Siempre nos han hablado Di Stefano como el hombre orquesta que gobernaba los partidos de cabo a rabo. Nos decían que era capaz de iniciar la jugada desde su área, combinar tirando paredes, dejar sentados a un par de rivales y lanzar a un compañero de cara a puerta o terminar el mismo rematando la jugada dentro del área. Uno ve a Messi en cada lance, emulando el mismo partido que ya ha jugado unas doscientas veces, y no puede sino evocar todo aquello que le contaron los más viejos del lugar. El tipo que gobierna el juego, que se asocia con todos, que lanza a sus delanteros, que inicia con un dribling, una pared o un robo y que, en muchas ocasiones, culmina su propia jugada con un remate, casi siempre, junto al palo, el lugar más dañino para un portero.

Éste, como aquel, no da tregua a la derrota. Éste, como aquel, contagia a todo a su equipo, quien se ve obligado a ganar por la vía del aplastamiento con tal de no dejar atrás tamaño derroche de virtudes. Éste, como aquel, convierte a sus compañeros, algunos buenos futbolistas, en futbolistas extraordinarios. Porque éste, cómo aquel, convierte cada partido en historia y cada temporada en portada de la épica del fútbol.

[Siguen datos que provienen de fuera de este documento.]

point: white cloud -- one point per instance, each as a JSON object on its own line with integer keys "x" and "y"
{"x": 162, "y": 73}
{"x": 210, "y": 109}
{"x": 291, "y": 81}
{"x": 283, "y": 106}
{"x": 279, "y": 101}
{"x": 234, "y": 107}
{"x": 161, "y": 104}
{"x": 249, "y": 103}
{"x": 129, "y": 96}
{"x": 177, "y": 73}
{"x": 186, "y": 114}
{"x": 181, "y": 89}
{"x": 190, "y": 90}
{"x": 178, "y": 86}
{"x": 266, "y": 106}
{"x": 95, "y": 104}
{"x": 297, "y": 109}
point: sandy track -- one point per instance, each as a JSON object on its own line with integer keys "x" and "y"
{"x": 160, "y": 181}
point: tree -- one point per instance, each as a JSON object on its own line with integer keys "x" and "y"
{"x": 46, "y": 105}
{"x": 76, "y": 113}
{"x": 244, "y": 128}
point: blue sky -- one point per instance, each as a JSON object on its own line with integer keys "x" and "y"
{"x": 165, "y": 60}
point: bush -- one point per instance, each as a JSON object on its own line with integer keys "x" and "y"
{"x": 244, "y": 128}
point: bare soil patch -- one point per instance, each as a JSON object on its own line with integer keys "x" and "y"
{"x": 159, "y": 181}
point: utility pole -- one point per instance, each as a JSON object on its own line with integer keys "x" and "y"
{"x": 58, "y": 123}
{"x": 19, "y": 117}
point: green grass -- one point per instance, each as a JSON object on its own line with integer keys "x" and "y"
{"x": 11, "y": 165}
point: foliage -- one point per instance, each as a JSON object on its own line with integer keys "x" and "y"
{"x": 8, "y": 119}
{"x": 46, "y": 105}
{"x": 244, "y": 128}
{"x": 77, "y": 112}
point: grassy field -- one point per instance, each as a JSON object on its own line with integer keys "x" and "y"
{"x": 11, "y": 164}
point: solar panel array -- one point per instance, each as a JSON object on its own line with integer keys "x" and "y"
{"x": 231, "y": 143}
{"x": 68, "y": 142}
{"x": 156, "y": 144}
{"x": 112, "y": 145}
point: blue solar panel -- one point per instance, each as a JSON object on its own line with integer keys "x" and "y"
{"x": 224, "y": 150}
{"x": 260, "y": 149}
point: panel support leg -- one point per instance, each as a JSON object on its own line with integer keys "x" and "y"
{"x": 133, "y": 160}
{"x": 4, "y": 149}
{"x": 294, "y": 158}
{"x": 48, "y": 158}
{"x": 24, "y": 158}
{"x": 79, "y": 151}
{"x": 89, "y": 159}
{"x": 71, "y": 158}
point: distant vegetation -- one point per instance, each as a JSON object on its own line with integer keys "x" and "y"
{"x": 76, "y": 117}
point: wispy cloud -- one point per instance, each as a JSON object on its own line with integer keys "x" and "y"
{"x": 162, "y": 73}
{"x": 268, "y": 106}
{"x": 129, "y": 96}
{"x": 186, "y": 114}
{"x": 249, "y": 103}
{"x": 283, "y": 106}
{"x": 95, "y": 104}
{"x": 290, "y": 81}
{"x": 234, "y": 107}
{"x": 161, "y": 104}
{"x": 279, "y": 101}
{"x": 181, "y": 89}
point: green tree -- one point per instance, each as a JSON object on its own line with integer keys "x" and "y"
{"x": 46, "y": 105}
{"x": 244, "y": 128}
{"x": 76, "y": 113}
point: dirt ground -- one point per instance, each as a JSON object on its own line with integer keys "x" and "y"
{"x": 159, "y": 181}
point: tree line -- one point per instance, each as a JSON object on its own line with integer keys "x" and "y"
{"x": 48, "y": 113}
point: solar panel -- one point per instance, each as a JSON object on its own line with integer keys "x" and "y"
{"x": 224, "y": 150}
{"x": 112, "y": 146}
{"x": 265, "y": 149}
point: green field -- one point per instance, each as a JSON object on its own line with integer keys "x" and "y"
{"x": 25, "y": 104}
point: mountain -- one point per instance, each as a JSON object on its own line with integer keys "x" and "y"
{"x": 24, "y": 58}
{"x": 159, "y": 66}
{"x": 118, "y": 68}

Tipos así nacen cada cincuenta años. Son interacciones planetarias o designios de algún Dios. Nacerá otro igual, o quizá mejor. No se sabe. Volverá a jugar aquí o quizá lo haga en otro lugar, lo que seguramente ocurra es que dejará a todos sus rivales por el camino; quien quiera destronarle gastará una fortuna y reiniciará sus proyectos una y otra vez. Alguna vez caerá, pero se levantará más fuerte y quienes lo disfruten le recordarán para siempre. Quienes le sufran no tendrán otro remedio que esperar a que la llama se apague, se inicie un nuevo ciclo y, con la tecla de reinicio pulsada, esperar a que una nueva etapa comience de cero. Entonces, cualquier fortuna, probablemente, volverá a valer un puñado de títulos.